Habertürk
    Takipde Kalın!
      Günlük gelişmeleri takip edebilmek için habertürk uygulamasını indirin
        Sesli Dinle
        0:00 / 0:00

        “Fenike Planı” (The Phoenician Scheme), Amerikalı yönetmen Wes Anderson’ın önceki iki filmine oranla daha düz bir hikâyeye sahip. “Fransız Postası” (The French Dispatch – 2021), “Asteroit Şehir” (Asteroid City – 2023), içerdikleri farklı anlatı katmanları, çoklu hikâye yapılarıyla Anderson filmografisinin en sofistike ve karmaşık örnekleriydiler.

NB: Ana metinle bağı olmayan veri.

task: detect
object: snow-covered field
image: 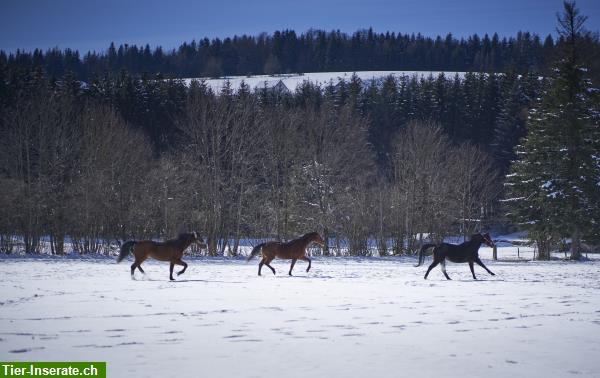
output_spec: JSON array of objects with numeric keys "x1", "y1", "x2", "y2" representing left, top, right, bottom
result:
[
  {"x1": 184, "y1": 71, "x2": 465, "y2": 92},
  {"x1": 0, "y1": 248, "x2": 600, "y2": 378}
]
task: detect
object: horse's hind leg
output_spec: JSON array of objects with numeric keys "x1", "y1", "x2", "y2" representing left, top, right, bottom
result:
[
  {"x1": 475, "y1": 257, "x2": 495, "y2": 276},
  {"x1": 176, "y1": 259, "x2": 187, "y2": 276},
  {"x1": 136, "y1": 257, "x2": 146, "y2": 275},
  {"x1": 440, "y1": 259, "x2": 452, "y2": 280},
  {"x1": 423, "y1": 259, "x2": 440, "y2": 279},
  {"x1": 469, "y1": 261, "x2": 477, "y2": 280},
  {"x1": 289, "y1": 259, "x2": 297, "y2": 276},
  {"x1": 131, "y1": 260, "x2": 137, "y2": 280},
  {"x1": 300, "y1": 256, "x2": 312, "y2": 273},
  {"x1": 169, "y1": 261, "x2": 175, "y2": 281},
  {"x1": 265, "y1": 259, "x2": 275, "y2": 274}
]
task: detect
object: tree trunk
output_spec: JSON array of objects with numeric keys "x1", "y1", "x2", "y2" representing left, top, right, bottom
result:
[{"x1": 570, "y1": 226, "x2": 581, "y2": 260}]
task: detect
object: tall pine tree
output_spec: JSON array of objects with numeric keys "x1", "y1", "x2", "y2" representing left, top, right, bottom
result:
[{"x1": 506, "y1": 2, "x2": 600, "y2": 259}]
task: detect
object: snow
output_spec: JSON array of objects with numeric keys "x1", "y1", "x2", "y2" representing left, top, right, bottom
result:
[
  {"x1": 0, "y1": 245, "x2": 600, "y2": 377},
  {"x1": 183, "y1": 71, "x2": 465, "y2": 92}
]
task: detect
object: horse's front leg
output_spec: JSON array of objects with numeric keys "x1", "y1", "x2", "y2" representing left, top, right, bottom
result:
[
  {"x1": 169, "y1": 261, "x2": 175, "y2": 281},
  {"x1": 423, "y1": 258, "x2": 440, "y2": 280},
  {"x1": 469, "y1": 261, "x2": 477, "y2": 280},
  {"x1": 131, "y1": 261, "x2": 137, "y2": 280},
  {"x1": 475, "y1": 257, "x2": 495, "y2": 276},
  {"x1": 289, "y1": 259, "x2": 297, "y2": 276},
  {"x1": 300, "y1": 256, "x2": 311, "y2": 273},
  {"x1": 440, "y1": 259, "x2": 452, "y2": 280},
  {"x1": 177, "y1": 259, "x2": 187, "y2": 276}
]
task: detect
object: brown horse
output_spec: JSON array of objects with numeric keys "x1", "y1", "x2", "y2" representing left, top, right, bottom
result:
[
  {"x1": 117, "y1": 232, "x2": 206, "y2": 281},
  {"x1": 246, "y1": 232, "x2": 325, "y2": 276}
]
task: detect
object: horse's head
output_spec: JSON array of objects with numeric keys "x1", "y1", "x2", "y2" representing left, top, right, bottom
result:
[
  {"x1": 192, "y1": 231, "x2": 207, "y2": 249},
  {"x1": 308, "y1": 232, "x2": 325, "y2": 247},
  {"x1": 477, "y1": 232, "x2": 496, "y2": 248}
]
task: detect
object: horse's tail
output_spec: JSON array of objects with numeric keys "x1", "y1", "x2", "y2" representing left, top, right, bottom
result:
[
  {"x1": 246, "y1": 243, "x2": 265, "y2": 261},
  {"x1": 117, "y1": 240, "x2": 136, "y2": 263},
  {"x1": 415, "y1": 243, "x2": 436, "y2": 267}
]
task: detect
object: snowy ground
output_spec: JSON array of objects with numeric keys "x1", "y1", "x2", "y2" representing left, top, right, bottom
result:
[{"x1": 0, "y1": 248, "x2": 600, "y2": 378}]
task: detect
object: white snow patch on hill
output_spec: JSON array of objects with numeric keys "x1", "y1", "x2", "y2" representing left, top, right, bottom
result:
[{"x1": 183, "y1": 71, "x2": 465, "y2": 92}]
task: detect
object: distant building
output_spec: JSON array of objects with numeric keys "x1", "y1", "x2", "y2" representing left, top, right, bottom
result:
[{"x1": 256, "y1": 80, "x2": 291, "y2": 93}]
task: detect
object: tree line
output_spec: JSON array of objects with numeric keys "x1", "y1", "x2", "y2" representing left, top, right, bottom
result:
[
  {"x1": 5, "y1": 29, "x2": 600, "y2": 81},
  {"x1": 0, "y1": 70, "x2": 510, "y2": 255},
  {"x1": 0, "y1": 3, "x2": 600, "y2": 258}
]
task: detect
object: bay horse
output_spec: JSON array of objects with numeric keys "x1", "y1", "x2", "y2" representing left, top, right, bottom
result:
[
  {"x1": 415, "y1": 233, "x2": 495, "y2": 280},
  {"x1": 117, "y1": 232, "x2": 206, "y2": 281},
  {"x1": 246, "y1": 232, "x2": 325, "y2": 276}
]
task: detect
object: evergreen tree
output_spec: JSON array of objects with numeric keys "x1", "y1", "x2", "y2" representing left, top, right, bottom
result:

        “Fenike Planı”, mizah duygusu, kadraj düzenlemeleri, simetrik çerçeveleri ve lens tercihleriyle tipik bir Anderson filmi… İmzasını atmasa dahi onun filmi olduğunu anlamanız olası. Karakterlerin Anderson’a ait bir hayal dünyasından geldikleri belli. Hikâyesi itibarıyla ilk bakışta önceki filmlerinden biraz farklı geliyor. Ama eksantrik girişimci baba Anatole “Zsa Zsa” Korda (Benicio Del Toro), hayatına yön vermeye çalışan kızı Liesl (Mia Threapleton), aidiyet arayışı içindeki Bjorn (Michael Cera) ve onları bir araya getiren Fenike Planı itibarıyla baktığımızda önceki filmlerindeki izleklerinden hiç uzaklaşmadığını görüyoruz.

        Takma adını Hollywood yıldızı Zsa Zsa Gabor’dan aldığını tahmin ettiğimiz Korda, para kazanmaya odaklı uluslararası bir iş insanı olarak çıkıyor karşımıza. İş dünyasında “Bay Yüzde 5” diye tanınıyor. Birçok düşmanı var ve etik açıdan çok temiz bir sicilinin olmadığı, hayatını yasalardan kaçarak sürdürdüğü belli. İşi yüzünden eşleri ve çocuklarına zaman ayıramayan, ailesinden uzak kalan biri aynı zamanda.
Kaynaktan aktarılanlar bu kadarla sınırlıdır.